La Cour supérieure du Québec a récemment tranché en défaveur d’une entreprise de développement immobilier qui souhaitait faire retirer le statut de patrimoine des fortifications datant de la Première Guerre mondiale, surplombant le fleuve Saint-Laurent, à l’est de la ville de Québec.

Dans une décision rendue lundi, le juge Denis Jacques a souligné que les intérêts du public doivent être pris en compte face aux intérêts privés en matière de conservation et de classification patrimoniale.

“Dans cette affaire, l’intérêt privé des promoteurs immobiliers a cédé la place à l’intérêt général de la population, qui souhaite préserver ces vestiges de la Première Guerre mondiale, comme l’ont recommandé les experts du [Ministère de la Culture du Québec],” a écrit Jacques dans son jugement.

La décision judiciaire précise que le site patrimonial s’étend sur deux parcelles de terrain : l’une appartenant à la municipalité de Beaumont et l’autre à la société immobilière Gestion Breton Martineau.

Les ruines comprennent un ancien abri à munitions, situé sur le terrain municipal, ainsi que deux casemates — une sorte d’enveloppe blindée pour les canons lourds — dont l’une se trouve sur le domaine public et l’autre sur la propriété des plaignants. Ces casemates faisaient à l’origine partie du fort, construit en 1914, année où la guerre mondiale a éclaté en Europe.

“L’armée a abandonné le fort en 1917, car l’Allemagne et ses alliés ne constituaient plus une menace suffisante pour la navigation sur le fleuve Saint-Laurent,” indique une description du site patrimonial sur le site Web du ministère de la Culture du Québec.

“Le fort de Beaumont est donc l’une des rares installations de défense côtière associées à la Première Guerre mondiale situées sur le territoire québécois.”

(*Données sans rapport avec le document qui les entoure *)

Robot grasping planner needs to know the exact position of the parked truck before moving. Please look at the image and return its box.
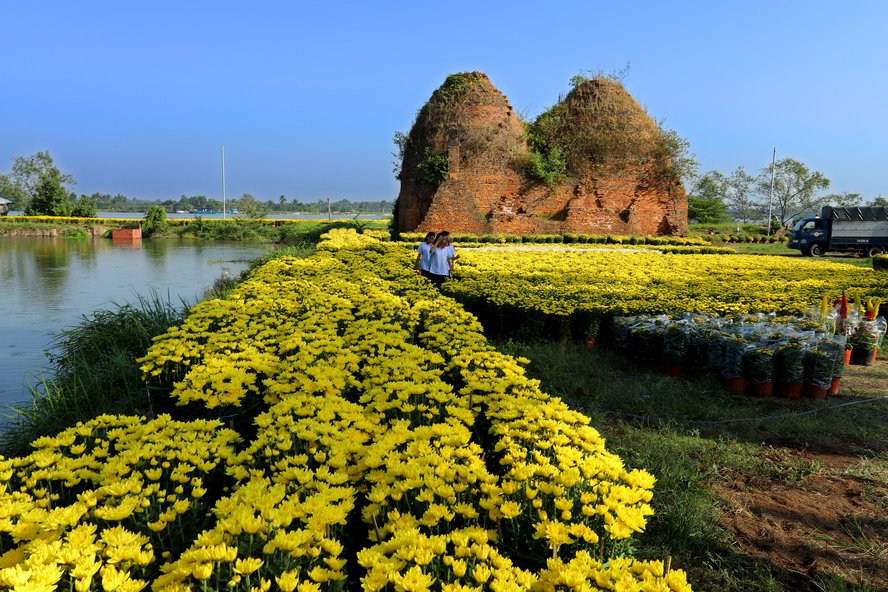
[788,206,888,257]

En 2009 et 2012, Gestion Breton Martineau a acquis les terrains où se trouvent les vestiges du fort, dans l’intention d’y bâtir des logements. Selon la décision de Jacques, le ministère de la Culture s’est intéressé à la valeur patrimoniale du site vers 2012 et a commencé à prendre des mesures pour obtenir son enregistrement officiel.

En 2022, l’entreprise a déposé un recours de 2,09 millions de dollars contre la municipalité de Beaumont et le ministère de la Culture, les accusant d’utiliser la classification patrimoniale comme une forme d'”expropriation déguisée”, a déclaré Réjean Roy, l’avocat représentant les propriétaires de la société immobilière, ce jeudi. Le recours affirme que les actions du gouvernement ont causé des dommages à l’entreprise en empêchant la construction sur le terrain.

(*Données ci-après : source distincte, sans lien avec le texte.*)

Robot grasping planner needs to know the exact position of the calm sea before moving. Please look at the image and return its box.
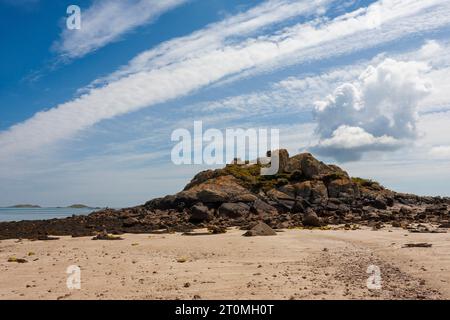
[0,208,96,221]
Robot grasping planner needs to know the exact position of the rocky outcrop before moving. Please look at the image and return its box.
[0,149,450,239]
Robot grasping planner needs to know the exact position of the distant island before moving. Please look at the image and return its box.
[67,203,94,209]
[8,204,41,208]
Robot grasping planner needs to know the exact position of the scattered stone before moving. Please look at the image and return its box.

Malgré cette action en justice, le ministère de la Culture a octroyé le statut de patrimoine au fort en 2023, décision qui a été confirmée par celle du tribunal de lundi.

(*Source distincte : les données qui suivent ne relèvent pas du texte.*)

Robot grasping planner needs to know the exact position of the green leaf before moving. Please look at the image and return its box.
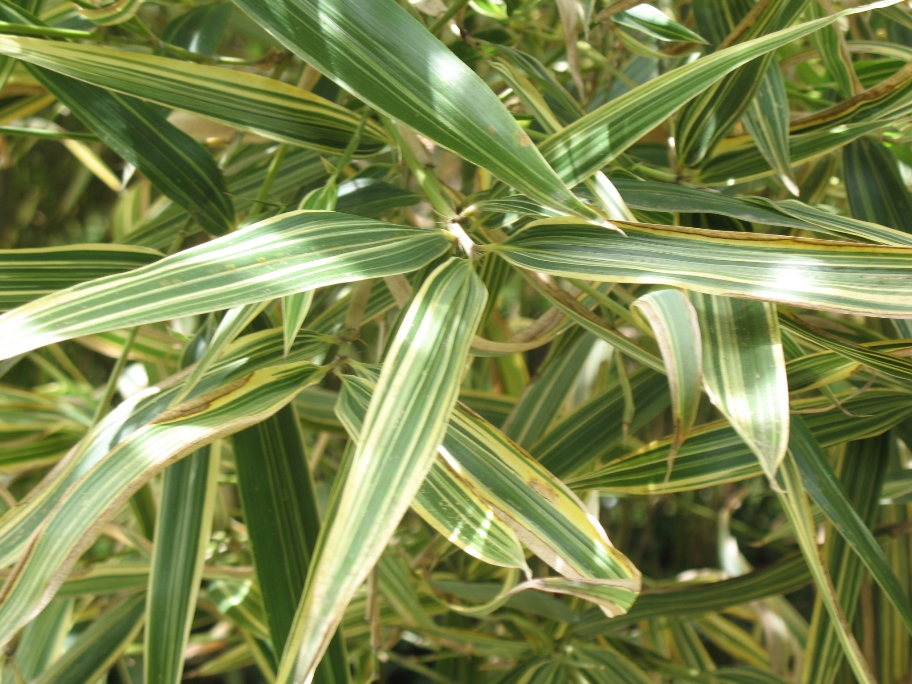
[143,334,221,684]
[690,292,789,479]
[161,3,233,55]
[172,302,270,404]
[842,138,912,233]
[0,3,234,235]
[484,219,912,320]
[0,245,162,311]
[32,69,235,235]
[789,417,912,644]
[540,1,884,186]
[341,378,640,615]
[611,3,706,43]
[801,433,891,684]
[143,447,220,684]
[336,376,527,569]
[277,259,487,682]
[0,35,386,155]
[675,0,800,166]
[780,314,912,384]
[15,598,73,681]
[227,0,602,222]
[0,211,450,358]
[232,406,349,683]
[693,120,883,186]
[779,452,877,684]
[529,369,671,477]
[33,594,146,684]
[568,389,912,494]
[608,179,912,246]
[633,290,704,473]
[742,63,800,196]
[809,2,864,98]
[0,363,323,643]
[502,332,595,449]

Roy a précisé que ses clients sont déçus de cette décision et envisagent de faire appel avant de poursuivre leur demande de dommages-intérêts, qui est traitée séparément.

“C’est une fiction … de le considérer comme un fort. Ce n’est plus le cas,” a déclaré Roy lors d’une interview, décrivant la casemate sur la propriété de son client comme rien de plus que “du ciment dégradé.”

Il a ajouté que le maintien de la désignation patrimoniale empêche l’entreprise de construire neuf maisons, causant ainsi un préjudice économique tant pour les plaignants que pour la municipalité.

Aucun commentaire n’était immédiatement disponible de la part du ministère de la Culture et de la municipalité de Beaumont.

La Fondation Vimy, une organisation consacrée à la préservation de l’héritage canadien durant la Première Guerre mondiale, a qualifié le fort de pièce maîtresse de l’histoire militaire canadienne. “Nous sommes ravis que la désignation du Fort de Beaumont en tant que site patrimonial ait été confirmée,” a déclaré la fondation dans un communiqué envoyé par courriel ce jeudi.

“Ce site représente une partie importante et rare de l’histoire militaire de la Première Guerre mondiale au Québec et souligne la nécessité de préserver notre passé commun pour les générations futures.”

Points à retenir

La récente décision de la Cour supérieure du Québec rappelle l’importance de la préservation du patrimoine face aux intérêts immobiliers privés. Le statut de patrimoine accordé au Fort de Beaumont souligne la valeur historique inestimable de ces vestiges militaires, qui témoignent de l’héritage canadien durant la Première Guerre mondiale. Les enjeux soulevés par cette affaire vont au-delà des simples considérations économiques. Ils posent une question essentielle sur la manière dont nous choisissons de valoriser notre histoire collective. La résistance à l’expropriation déguisée des sites historiques pourrait inspirer d’autres collectivités à défendre leur patrimoine face à des projets de développement menaçants. Cette situation ouvre un débat plus large sur la place des vestiges du passé dans notre aménagement du territoire et nos priorités en matière de conservation.